Historias
del futuro, rumbo a lo desconocido, viajando de un lugar a otro, de
un planeta a otro, sin moverte de casa, con la pierna escayolada,
observando, encantado, a la escasa luz de una ventana (persistían
las restricciones eléctricas de postguerra), los almanaques de
Navidad de Red Dixon, El Jabato, El Pulgarcito y otros héroes del
tebeo, que tu madre compraba en el tenderete de una acera de la calle
Escudillers, cuando aún no se llamaba Escudellers.
Las madres
mimaban a los niños enfermos con tebeos semanales, con más
almanaques y cuentos de lo habitual, y así aprendíamos a leer,
disfrutando, reviviendo aventuras, mejor arrullados que en el
parvulario de las monjas de la calle Nueva de San Francisco, cuando
aún, por las prohibiciones de aquel tiempo, no decíamos calle Nou
de Sant Francesc (donde está el restaurante Los Caracoles, esquina
Escudellers).
Es
justo recordar, de aquel parvulario de monjas del Sagrado Corazón, a
la madre Carmen, que era una monja joven estupenda, atenta y cariñosa
con los niños, que reía y lloraba lágrimas blancas, milagrosas.

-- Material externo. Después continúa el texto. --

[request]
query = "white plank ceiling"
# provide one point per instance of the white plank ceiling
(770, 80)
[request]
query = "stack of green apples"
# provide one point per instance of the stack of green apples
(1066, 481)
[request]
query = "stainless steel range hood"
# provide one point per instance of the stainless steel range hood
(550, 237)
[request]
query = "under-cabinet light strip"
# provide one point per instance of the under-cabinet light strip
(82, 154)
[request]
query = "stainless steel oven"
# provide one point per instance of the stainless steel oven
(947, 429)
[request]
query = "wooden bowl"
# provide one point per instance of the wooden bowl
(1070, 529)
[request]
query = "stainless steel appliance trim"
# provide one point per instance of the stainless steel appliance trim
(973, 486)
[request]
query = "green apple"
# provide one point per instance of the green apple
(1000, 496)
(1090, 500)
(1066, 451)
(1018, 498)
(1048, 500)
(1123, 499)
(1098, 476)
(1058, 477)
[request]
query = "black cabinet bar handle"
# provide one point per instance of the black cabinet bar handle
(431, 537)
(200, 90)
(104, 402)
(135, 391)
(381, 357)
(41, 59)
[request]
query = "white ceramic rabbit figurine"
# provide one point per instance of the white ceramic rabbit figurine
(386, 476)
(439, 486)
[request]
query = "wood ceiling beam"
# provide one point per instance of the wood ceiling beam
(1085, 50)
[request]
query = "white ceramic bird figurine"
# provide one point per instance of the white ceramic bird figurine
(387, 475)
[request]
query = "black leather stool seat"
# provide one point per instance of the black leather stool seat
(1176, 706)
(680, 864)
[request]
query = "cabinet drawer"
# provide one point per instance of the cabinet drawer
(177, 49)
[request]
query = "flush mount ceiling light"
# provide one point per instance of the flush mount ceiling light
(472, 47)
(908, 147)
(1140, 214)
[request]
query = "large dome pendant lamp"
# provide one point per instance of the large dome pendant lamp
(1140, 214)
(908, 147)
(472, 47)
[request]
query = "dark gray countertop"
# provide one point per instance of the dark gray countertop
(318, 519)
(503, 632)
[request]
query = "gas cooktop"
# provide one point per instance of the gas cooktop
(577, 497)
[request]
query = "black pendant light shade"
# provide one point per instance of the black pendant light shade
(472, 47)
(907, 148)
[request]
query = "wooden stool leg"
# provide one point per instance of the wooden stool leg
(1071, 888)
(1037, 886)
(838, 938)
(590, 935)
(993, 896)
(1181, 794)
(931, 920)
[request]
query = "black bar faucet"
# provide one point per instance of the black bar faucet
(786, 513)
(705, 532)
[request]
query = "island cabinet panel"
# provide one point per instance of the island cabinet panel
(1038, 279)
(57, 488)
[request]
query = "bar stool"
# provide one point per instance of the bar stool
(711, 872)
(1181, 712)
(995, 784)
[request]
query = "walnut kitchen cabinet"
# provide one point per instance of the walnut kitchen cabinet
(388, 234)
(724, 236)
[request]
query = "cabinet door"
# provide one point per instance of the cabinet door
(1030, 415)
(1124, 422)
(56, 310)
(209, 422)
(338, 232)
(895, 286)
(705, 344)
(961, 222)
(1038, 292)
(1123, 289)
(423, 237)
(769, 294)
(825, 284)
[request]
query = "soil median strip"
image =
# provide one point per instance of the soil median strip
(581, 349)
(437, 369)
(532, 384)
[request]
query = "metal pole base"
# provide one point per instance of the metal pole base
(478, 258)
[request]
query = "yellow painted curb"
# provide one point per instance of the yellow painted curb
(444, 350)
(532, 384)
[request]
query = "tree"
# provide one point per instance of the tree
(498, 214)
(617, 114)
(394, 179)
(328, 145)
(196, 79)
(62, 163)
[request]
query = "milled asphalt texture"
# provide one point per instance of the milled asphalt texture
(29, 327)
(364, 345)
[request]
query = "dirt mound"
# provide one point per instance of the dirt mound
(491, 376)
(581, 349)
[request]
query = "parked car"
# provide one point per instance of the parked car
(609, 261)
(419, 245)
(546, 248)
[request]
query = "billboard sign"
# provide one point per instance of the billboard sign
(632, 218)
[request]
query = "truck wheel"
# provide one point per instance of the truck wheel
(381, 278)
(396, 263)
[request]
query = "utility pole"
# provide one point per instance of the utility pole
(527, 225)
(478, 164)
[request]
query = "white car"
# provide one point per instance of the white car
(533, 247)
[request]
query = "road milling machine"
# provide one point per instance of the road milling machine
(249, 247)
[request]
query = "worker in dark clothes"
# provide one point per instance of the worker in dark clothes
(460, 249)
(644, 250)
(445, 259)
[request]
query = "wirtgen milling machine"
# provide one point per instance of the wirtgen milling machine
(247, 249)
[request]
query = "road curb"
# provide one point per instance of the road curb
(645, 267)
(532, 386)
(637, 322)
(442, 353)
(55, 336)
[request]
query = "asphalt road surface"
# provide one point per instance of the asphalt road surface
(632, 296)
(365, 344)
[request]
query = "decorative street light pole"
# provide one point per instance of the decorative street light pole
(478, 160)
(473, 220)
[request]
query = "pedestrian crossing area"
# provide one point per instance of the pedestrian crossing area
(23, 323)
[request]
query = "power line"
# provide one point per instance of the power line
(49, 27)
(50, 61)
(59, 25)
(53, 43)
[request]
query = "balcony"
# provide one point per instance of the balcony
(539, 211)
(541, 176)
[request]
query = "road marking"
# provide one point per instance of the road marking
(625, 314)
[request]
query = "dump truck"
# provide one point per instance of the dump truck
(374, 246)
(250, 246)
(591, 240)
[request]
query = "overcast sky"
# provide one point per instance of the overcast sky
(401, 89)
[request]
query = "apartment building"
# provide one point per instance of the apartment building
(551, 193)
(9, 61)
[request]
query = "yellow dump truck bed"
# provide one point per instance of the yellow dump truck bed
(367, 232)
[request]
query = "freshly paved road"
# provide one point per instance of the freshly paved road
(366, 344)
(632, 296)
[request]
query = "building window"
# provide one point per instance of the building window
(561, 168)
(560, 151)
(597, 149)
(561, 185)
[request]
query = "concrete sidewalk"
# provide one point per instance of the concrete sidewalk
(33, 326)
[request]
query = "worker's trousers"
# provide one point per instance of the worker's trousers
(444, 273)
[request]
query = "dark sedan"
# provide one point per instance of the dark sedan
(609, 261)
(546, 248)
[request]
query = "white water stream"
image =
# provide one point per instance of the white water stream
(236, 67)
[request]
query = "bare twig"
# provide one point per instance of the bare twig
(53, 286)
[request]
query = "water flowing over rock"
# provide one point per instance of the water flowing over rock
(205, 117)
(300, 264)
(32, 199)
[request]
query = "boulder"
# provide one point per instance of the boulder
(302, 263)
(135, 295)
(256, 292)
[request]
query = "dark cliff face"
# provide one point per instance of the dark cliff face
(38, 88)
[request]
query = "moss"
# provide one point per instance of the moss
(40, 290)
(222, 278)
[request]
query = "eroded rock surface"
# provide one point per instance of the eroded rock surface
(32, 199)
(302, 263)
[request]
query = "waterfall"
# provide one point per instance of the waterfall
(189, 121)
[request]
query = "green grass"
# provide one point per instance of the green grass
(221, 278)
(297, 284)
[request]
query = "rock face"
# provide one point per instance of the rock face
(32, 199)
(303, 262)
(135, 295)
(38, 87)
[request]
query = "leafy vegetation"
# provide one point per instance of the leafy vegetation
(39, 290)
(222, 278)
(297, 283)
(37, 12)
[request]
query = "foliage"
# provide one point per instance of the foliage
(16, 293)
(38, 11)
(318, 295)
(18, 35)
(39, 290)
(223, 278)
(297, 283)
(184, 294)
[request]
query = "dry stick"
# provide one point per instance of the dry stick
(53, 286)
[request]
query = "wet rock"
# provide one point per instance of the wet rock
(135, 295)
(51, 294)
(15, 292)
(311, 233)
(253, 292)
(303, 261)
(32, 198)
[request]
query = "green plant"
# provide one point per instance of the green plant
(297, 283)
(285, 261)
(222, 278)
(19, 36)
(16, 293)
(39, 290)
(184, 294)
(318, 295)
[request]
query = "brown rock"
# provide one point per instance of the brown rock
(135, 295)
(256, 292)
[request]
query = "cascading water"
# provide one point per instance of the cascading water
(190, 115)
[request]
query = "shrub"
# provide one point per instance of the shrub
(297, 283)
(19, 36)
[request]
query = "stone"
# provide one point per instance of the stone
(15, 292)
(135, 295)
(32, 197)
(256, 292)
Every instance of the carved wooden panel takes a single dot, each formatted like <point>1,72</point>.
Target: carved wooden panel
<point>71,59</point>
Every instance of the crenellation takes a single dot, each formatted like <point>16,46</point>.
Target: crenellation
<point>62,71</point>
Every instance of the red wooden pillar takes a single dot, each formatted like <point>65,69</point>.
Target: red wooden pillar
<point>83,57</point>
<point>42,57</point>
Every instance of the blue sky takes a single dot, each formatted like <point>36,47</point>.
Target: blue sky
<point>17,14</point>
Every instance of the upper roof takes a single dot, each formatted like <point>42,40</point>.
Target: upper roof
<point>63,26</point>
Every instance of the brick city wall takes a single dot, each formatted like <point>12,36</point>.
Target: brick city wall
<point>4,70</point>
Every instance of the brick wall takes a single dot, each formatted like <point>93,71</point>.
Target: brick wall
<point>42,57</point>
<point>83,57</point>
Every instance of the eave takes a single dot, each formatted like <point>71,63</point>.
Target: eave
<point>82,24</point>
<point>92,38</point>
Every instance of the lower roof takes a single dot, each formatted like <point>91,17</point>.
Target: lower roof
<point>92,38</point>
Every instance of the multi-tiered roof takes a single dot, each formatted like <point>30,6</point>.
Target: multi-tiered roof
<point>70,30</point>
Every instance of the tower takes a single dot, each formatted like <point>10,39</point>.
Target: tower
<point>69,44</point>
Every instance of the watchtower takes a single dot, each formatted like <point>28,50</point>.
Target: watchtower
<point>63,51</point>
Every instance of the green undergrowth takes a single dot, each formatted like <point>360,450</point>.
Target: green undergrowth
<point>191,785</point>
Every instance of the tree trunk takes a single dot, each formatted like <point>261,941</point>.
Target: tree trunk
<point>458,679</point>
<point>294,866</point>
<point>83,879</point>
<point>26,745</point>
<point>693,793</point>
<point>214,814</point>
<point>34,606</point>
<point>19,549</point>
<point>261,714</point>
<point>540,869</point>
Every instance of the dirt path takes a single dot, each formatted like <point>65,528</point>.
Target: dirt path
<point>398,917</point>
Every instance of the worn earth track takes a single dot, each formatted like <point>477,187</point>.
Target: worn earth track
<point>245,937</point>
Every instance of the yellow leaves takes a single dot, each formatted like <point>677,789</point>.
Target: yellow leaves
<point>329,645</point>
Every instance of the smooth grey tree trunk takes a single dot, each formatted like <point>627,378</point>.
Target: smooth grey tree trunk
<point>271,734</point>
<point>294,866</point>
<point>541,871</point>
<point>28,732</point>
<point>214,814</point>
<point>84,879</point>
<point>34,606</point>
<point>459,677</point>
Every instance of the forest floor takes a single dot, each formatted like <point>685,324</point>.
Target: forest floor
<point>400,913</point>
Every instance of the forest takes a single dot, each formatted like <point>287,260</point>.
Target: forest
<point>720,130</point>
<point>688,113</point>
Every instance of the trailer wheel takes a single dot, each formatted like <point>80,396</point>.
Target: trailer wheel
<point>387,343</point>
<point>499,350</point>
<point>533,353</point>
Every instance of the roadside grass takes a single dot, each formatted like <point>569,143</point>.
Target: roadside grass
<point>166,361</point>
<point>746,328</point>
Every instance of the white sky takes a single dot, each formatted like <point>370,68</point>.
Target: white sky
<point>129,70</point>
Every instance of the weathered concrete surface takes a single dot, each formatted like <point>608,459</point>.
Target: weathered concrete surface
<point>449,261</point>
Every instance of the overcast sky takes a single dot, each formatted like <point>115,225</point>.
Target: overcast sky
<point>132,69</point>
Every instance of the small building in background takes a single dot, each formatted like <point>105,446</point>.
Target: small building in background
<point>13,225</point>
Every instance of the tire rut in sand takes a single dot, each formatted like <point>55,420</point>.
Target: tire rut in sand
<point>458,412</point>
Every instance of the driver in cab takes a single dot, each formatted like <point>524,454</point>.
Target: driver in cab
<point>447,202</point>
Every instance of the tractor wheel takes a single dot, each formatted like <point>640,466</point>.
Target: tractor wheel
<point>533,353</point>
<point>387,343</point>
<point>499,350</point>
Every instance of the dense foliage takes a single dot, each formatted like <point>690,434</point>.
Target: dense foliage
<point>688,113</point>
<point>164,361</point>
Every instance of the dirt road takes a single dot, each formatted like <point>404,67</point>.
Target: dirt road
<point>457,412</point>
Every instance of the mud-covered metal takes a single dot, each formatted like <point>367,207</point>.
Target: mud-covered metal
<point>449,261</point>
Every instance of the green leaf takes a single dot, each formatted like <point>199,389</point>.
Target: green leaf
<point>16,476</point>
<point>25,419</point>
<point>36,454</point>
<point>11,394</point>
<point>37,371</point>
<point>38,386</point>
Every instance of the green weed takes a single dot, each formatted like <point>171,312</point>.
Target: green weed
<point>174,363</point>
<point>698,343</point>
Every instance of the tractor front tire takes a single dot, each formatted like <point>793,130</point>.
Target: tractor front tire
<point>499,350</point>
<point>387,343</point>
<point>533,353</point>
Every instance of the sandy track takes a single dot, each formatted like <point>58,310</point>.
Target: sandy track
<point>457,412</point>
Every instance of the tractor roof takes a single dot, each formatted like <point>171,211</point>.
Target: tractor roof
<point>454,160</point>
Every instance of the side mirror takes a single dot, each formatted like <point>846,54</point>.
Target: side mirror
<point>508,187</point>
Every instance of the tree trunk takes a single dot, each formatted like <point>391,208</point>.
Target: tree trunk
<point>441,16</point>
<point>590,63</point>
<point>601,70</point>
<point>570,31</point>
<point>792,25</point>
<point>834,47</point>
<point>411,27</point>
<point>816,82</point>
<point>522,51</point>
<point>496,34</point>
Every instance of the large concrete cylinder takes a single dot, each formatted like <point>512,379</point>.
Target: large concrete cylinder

Envidiada, tanto por la risa como por sus lágrimas blancas, las
otras monjas acabaron por desterrarla a las misiones de África, ante
el asombro triste de los niños, que, no sé cómo, organizamos un
pequeño tumulto de protesta amorosa en el jardín del colegio, al
grito de: ¡Madre Carmen, madre Carmen!
Así
ocurrían esas cosas, de niño, en Barcelona, cuando creías que
nadie había muerto nunca en las habitaciones secretas del barrio,
cuyas casas y calles configuraban el cosmos entero, un espacio más
grande que toda la ciudad, que toda la tierra, más misterioso que el
bar y el Hotel Cosmos de la misma calle, donde nos rompíamos el pie
o la pierna, leíamos tebeos y viajábamos por todo el mundo,
aterrizando en todos los planetas del universo.